All he knows is that suddenly it seemed as if a gust of warm, stifling air would sweep the ship from end to end, bringing the madness, and that the stampede would last until some man died. The moment a maniac, driven wild by the horror, the speechless fear, leaped overboard or died, the spell passed and “The Thing” left the ship.

Two months ago, with a new crew recruited at Hongkong, the Parrier sailed for California points, bringing hemp and merchandise for San Francisco. It was not until after Honolulu was passed that “The Thing” came aboard. Then there was an awful repetition of the sickening panic and disgusting scenes, as strong men went mad with fright.

Three nights in succession the terror came—and three men died. On the fourth day Capt. Govinski went into his cabin and pistoled himself to death, and Mate Pademan assumed command.

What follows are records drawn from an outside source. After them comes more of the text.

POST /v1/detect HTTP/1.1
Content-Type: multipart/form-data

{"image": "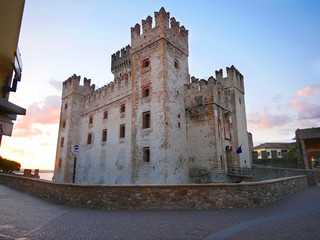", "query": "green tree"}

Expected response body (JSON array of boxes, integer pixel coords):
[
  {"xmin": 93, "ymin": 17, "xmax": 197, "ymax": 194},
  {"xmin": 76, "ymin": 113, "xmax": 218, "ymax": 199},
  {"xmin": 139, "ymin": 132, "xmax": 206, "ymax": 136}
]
[{"xmin": 0, "ymin": 156, "xmax": 21, "ymax": 173}]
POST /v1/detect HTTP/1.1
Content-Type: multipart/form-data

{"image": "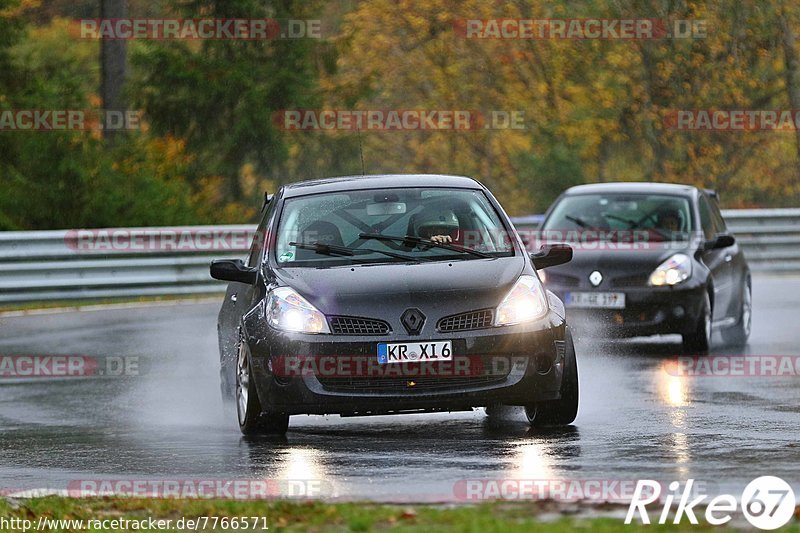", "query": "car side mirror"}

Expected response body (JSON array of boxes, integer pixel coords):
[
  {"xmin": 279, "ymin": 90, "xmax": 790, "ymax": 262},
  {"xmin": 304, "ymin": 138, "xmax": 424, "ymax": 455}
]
[
  {"xmin": 531, "ymin": 243, "xmax": 572, "ymax": 270},
  {"xmin": 705, "ymin": 234, "xmax": 736, "ymax": 250},
  {"xmin": 211, "ymin": 259, "xmax": 258, "ymax": 285}
]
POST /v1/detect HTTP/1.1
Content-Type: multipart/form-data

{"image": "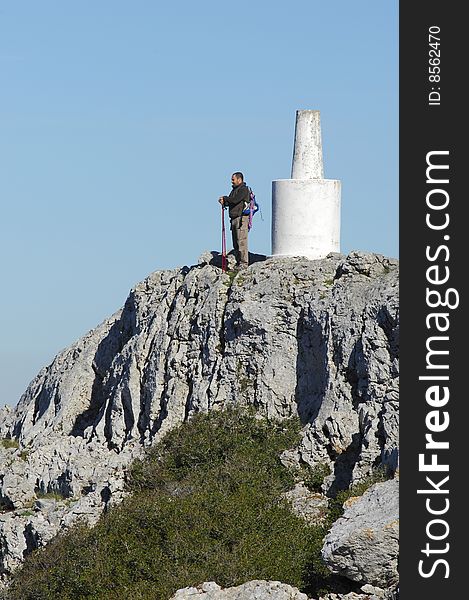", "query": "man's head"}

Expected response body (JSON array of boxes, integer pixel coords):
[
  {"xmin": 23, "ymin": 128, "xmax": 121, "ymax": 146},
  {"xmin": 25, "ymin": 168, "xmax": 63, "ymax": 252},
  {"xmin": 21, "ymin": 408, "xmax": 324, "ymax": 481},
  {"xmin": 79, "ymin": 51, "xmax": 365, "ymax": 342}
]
[{"xmin": 231, "ymin": 171, "xmax": 244, "ymax": 187}]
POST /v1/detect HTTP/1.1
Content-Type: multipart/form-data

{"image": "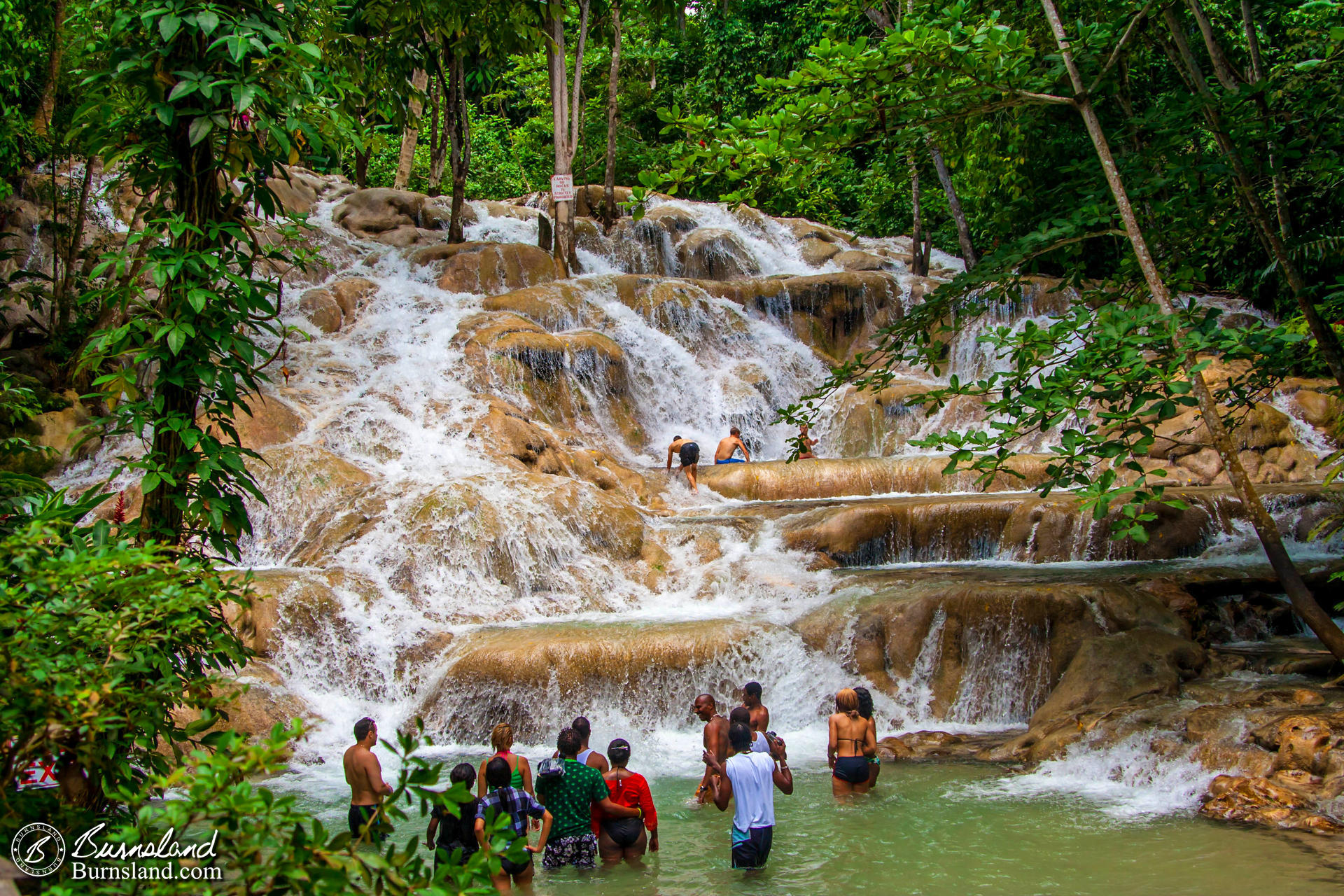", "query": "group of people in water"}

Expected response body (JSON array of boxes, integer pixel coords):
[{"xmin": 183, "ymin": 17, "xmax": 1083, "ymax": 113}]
[
  {"xmin": 344, "ymin": 681, "xmax": 881, "ymax": 893},
  {"xmin": 666, "ymin": 423, "xmax": 817, "ymax": 493}
]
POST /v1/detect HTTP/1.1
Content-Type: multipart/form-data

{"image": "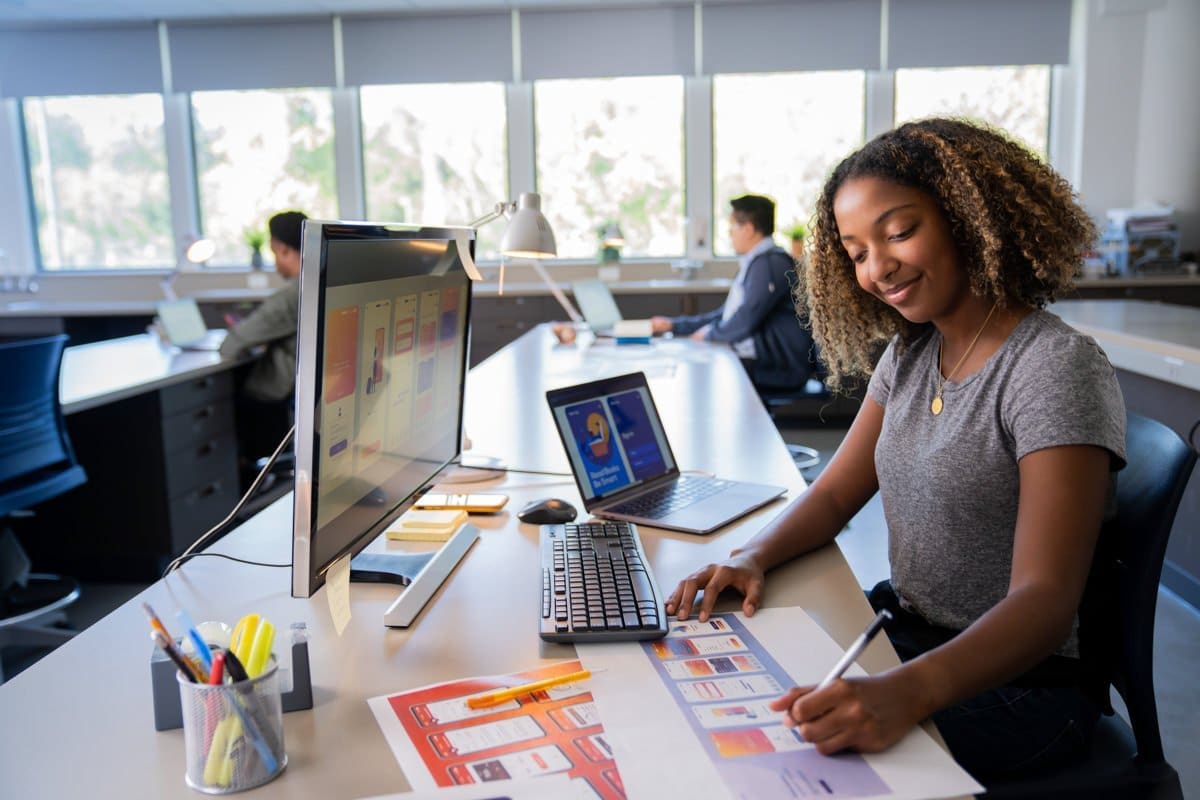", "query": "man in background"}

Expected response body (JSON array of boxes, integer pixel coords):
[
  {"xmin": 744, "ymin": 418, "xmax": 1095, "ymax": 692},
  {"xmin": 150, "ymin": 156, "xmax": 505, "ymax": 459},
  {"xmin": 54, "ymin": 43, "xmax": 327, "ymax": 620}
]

The men were near mutiny when they reached San Francisco, but they were held aboard. Nine managed to steal a boat and escape, and the others, sullen, murderous, and ready to take any chance to escape from the ship, sailed southward for Port Los Angeles, to deliver machinery, which was the last of the cargo.

The morning the vessel reached the bay at Santa Monica, about 2 o’clock, “The Thing” came again. Han Lui, a cook, leaped overboard.

The vessel reached anchorage about 10 in the morning. Without a word of consultation, without plotting, without even stopping to consider themselves, the men went ashore in a body and immediately scattered. Nelson, who had stuck to the ship so long, was one of the leaders.

Capt. Pademan, helpless, refused to pay the men, but despite that they went, rejoicing to escape.

Pademan came ashore later and cabled the owners.

Since then the Parrier has swung at anchorage, and the other boats give it a wide berth.

[Note:  I have yet to find any other reference to this nightmare voyage, or proof that the “Parrier” even existed, which makes me suspect that the “Tribune” had an unusually imaginative novelist on its payroll. A curious postscript to the tale is that a virtually identical legend is told about another Russian ship, the “Ivan Vassili,” which was allegedly burned by her terror-stricken crew in 1907. Although the “Vassili” horror is presented as historical fact in many books dealing with the paranormal, there is an equal lack of evidence for its authenticity. The two stories are so similar in detail--even including similar surnames of crew members--that one was surely the inspiration for the other, but it is unknown to me whether they were based on some genuine “hoodoo ship,” or are entirely fictional.]

1 comment:

  1. It does sound like something that these days would be called an urban legend. I guess sailors had maritime legends long before cities had theirs. A ship abandoned by its crew in an American port and, one guesses, eventually having to be broken up, would make at least one corroborative newspaper story. Nonetheless, it is a good, creepy tale.